– Les flics ont cru bien faire, dit le Veilleux. Ils ont préféré alerter les populations pour éviter de nouvelles victimes. Tendre un piège à Massart, c'est exposer des vies. On peut comprendre.
– Que dalle, dit Soliman. C'est une énorme connerie. Je voudrais tenir le taré qui a lâché tout ça.
– C'est moi, dit Adamsberg.
Il se fit un pesant silence dans le camion. Adamsberg se pencha vers le chien et lui extirpa le journal déchiré hors des crocs.
– Interlock a bien aimé ça, dit-il en souriant. Vous devriez vous fier au chien. Ça a beaucoup de flair, les chiens.
– Je ne peux pas le croire, dit Soliman, atterré. Je ne peux pas le croire.
– Tu ferais aussi bien de le croire, dit doucement Adamsberg.
– Fais pas répéter, dit le Veilleux. Puisqu'il te le dit.
– J'ai appelé l'AFP hier, dit Adamsberg, et je leur ai raconté exactement ce que j'ai voulu.

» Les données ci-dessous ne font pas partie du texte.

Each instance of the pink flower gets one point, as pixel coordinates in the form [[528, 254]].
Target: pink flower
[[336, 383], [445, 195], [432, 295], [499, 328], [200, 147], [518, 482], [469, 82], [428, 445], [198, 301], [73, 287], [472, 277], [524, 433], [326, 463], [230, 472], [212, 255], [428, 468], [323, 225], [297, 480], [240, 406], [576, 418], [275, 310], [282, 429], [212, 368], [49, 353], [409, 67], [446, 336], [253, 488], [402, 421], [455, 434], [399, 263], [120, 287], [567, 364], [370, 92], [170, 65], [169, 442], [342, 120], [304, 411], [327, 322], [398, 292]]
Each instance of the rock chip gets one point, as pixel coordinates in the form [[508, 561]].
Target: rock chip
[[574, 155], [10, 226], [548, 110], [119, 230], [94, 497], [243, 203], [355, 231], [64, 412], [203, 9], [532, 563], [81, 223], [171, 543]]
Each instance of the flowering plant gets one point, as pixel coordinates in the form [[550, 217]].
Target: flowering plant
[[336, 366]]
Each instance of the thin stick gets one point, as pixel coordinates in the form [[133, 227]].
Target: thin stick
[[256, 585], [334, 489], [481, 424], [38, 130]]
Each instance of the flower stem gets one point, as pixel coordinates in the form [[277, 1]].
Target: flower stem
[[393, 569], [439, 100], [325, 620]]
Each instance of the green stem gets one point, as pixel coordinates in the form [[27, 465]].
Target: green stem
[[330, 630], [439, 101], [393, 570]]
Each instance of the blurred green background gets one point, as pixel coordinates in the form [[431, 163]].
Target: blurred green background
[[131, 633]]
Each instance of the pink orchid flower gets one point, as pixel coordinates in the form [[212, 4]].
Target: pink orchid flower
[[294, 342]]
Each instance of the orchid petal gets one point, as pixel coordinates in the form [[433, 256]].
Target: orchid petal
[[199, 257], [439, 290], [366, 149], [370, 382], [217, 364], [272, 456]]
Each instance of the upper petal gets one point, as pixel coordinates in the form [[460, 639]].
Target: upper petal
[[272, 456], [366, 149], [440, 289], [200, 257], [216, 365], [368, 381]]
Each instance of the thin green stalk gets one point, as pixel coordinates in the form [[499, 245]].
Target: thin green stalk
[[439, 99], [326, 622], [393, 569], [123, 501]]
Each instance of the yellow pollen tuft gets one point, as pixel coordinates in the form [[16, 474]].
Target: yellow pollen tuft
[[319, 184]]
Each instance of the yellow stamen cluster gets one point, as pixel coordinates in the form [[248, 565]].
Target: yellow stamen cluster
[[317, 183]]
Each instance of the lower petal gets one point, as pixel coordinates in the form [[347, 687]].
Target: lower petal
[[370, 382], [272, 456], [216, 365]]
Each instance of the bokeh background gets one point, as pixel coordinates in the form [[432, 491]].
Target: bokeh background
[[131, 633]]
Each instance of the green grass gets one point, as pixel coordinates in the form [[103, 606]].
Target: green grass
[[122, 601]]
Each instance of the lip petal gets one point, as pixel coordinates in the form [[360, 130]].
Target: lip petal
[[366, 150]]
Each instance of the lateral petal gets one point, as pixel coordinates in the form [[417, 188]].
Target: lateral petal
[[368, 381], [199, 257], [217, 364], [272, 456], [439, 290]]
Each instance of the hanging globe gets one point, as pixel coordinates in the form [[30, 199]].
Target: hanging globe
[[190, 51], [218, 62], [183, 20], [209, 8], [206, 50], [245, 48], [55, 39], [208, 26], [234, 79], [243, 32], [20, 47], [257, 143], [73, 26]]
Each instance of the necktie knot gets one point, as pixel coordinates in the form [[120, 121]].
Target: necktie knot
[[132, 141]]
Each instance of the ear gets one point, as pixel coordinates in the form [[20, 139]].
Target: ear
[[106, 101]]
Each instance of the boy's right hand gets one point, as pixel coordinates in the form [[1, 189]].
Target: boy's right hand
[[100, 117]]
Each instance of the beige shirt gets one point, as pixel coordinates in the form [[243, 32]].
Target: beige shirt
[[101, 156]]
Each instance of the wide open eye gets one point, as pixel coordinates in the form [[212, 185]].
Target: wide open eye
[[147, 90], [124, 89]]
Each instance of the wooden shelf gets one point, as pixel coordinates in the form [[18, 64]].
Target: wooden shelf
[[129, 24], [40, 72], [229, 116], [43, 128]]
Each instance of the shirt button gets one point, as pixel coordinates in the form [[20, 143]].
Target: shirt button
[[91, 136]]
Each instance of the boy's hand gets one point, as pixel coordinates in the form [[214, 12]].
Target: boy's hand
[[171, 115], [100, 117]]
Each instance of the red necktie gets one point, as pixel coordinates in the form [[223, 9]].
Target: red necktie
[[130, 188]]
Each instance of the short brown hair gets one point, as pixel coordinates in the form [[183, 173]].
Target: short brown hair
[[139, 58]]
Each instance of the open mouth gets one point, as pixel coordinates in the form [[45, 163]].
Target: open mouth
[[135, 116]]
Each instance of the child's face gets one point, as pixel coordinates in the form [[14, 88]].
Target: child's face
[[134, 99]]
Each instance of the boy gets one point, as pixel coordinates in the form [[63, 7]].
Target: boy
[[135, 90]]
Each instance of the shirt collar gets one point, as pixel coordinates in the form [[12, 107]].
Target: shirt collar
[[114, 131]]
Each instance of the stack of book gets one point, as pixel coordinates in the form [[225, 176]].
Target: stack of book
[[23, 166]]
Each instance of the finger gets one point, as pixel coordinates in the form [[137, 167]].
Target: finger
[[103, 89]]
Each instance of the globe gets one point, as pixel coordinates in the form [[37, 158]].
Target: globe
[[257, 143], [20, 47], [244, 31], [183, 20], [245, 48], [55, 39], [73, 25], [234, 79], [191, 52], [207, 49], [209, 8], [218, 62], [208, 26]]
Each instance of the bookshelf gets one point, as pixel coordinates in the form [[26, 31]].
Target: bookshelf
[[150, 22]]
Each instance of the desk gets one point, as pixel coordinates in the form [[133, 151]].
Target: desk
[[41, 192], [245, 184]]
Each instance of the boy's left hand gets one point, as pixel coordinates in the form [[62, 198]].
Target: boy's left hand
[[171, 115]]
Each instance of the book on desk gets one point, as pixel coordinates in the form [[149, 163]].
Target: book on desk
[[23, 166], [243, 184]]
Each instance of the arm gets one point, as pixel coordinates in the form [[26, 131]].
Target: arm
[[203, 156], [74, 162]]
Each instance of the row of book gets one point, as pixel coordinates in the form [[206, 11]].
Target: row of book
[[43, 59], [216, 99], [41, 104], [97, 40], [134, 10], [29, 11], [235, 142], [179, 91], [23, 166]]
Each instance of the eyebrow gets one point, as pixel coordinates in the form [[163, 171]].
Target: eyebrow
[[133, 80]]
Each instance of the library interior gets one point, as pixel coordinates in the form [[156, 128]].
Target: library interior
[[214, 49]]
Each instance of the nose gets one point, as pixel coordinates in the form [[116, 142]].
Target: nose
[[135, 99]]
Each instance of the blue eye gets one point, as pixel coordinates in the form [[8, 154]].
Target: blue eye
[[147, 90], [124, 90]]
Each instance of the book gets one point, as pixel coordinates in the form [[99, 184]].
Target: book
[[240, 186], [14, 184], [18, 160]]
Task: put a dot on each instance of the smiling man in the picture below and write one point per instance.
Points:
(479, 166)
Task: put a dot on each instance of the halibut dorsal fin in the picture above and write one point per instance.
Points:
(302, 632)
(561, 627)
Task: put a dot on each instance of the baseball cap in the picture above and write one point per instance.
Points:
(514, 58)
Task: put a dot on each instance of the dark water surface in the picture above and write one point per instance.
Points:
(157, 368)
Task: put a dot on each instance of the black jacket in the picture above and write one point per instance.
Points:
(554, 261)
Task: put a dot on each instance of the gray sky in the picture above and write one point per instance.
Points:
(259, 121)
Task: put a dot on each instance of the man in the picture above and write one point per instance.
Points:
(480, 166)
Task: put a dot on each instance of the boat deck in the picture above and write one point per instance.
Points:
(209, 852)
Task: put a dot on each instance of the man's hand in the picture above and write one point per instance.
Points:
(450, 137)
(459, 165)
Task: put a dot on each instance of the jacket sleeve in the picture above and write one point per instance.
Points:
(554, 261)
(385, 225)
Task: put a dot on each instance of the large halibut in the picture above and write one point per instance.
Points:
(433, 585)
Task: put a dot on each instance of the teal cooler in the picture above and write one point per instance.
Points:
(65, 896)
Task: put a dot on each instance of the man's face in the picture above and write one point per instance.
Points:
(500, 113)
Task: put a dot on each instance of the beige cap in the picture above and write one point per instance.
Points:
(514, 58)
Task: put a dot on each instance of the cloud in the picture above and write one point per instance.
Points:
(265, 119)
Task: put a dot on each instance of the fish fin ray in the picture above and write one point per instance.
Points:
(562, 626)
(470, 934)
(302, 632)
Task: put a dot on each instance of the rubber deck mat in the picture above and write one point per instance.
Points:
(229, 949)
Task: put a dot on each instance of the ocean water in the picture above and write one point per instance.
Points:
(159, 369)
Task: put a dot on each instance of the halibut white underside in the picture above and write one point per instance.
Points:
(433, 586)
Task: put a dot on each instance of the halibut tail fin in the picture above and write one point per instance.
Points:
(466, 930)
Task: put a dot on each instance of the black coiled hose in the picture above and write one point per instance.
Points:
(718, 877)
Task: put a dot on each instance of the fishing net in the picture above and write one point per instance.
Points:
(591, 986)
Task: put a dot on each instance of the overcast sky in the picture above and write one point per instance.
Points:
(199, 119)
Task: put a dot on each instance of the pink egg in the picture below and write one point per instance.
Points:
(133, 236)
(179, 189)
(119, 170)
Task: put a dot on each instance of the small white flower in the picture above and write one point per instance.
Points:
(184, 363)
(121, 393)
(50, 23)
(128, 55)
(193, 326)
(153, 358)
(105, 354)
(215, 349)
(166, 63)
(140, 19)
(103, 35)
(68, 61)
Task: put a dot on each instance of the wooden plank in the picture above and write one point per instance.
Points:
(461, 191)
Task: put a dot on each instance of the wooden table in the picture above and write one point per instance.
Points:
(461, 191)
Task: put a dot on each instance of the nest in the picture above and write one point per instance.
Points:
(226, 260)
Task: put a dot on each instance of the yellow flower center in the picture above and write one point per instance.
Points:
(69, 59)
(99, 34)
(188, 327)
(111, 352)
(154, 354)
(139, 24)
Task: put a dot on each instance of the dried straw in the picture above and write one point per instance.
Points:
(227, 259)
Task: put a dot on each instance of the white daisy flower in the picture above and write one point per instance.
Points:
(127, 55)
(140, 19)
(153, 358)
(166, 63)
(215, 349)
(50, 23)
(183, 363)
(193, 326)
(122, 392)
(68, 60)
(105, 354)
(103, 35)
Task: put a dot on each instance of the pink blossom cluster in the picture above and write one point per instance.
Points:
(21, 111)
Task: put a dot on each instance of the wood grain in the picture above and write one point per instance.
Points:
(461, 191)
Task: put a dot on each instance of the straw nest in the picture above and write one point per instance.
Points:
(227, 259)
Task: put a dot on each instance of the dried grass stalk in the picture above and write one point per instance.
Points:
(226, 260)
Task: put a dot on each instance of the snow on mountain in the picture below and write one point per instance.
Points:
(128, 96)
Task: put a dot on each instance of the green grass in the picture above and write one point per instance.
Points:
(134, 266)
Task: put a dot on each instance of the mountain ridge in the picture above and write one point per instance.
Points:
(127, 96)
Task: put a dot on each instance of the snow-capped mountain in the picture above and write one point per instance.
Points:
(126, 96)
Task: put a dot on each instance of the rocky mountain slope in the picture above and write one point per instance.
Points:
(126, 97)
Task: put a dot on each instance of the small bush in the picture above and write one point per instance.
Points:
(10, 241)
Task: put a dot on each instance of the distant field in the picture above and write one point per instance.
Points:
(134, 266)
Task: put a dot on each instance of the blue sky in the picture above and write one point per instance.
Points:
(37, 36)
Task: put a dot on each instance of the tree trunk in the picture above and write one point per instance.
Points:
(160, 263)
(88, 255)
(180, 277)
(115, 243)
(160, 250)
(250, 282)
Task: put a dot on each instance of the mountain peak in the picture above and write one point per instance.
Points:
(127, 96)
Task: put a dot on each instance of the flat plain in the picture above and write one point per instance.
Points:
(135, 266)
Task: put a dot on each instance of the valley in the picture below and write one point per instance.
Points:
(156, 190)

– C'est quoi l'AFP? demanda le Veilleux.
– Une sorte d'énorme brebis de tête pour les journalistes, expliqua Soliman. Tous les journaux suivent ce que dit l'AFP.
– Bien, dit le Veilleux. J'aime bien comprendre.
– Mais l'itinéraire? dit Camille, tendue. Pourquoi tu leur as filé l'itinéraire?
– Justement. C'est surtout l'itinéraire que je voulais leur donner.
– Pour que Massart se barre? demanda Soliman. C’est cela? C'est cela, un flic sans principes?
– Il ne se barrera pas.
– Et pourquoi ça?
– Parce qu'il n'a pas terminé son boulot.
– Quel boulot?
– Son boulot. Son boulot de tueur.
– Il va aller le faire ailleurs, son boulot! cria à nouveau Soliman en se dressant. En Amazonie, en Patagonie, aux Hébrides! II y en a partout des ovins!
– Je ne parle pas des ovins. Je parle des hommes.
– Il en tuera ailleurs.
– Non. C'est ici, son boulot.
Il y eut un nouveau silence.
– On ne comprend pas, dit Camille, résumant l'impression générale. Tu sais ces choses ou bien tu les penses?
– Je ne sais rien, dit Adamsberg. Je veux voir. J'ai déjà dit que l'itinéraire de Massart était précis et compliqué. A présent que sa route est connue et qu'il est recherché, il a tout intérêt à en changer.
– Et il va en changer! dit Soliman. Il est en train d'en changer!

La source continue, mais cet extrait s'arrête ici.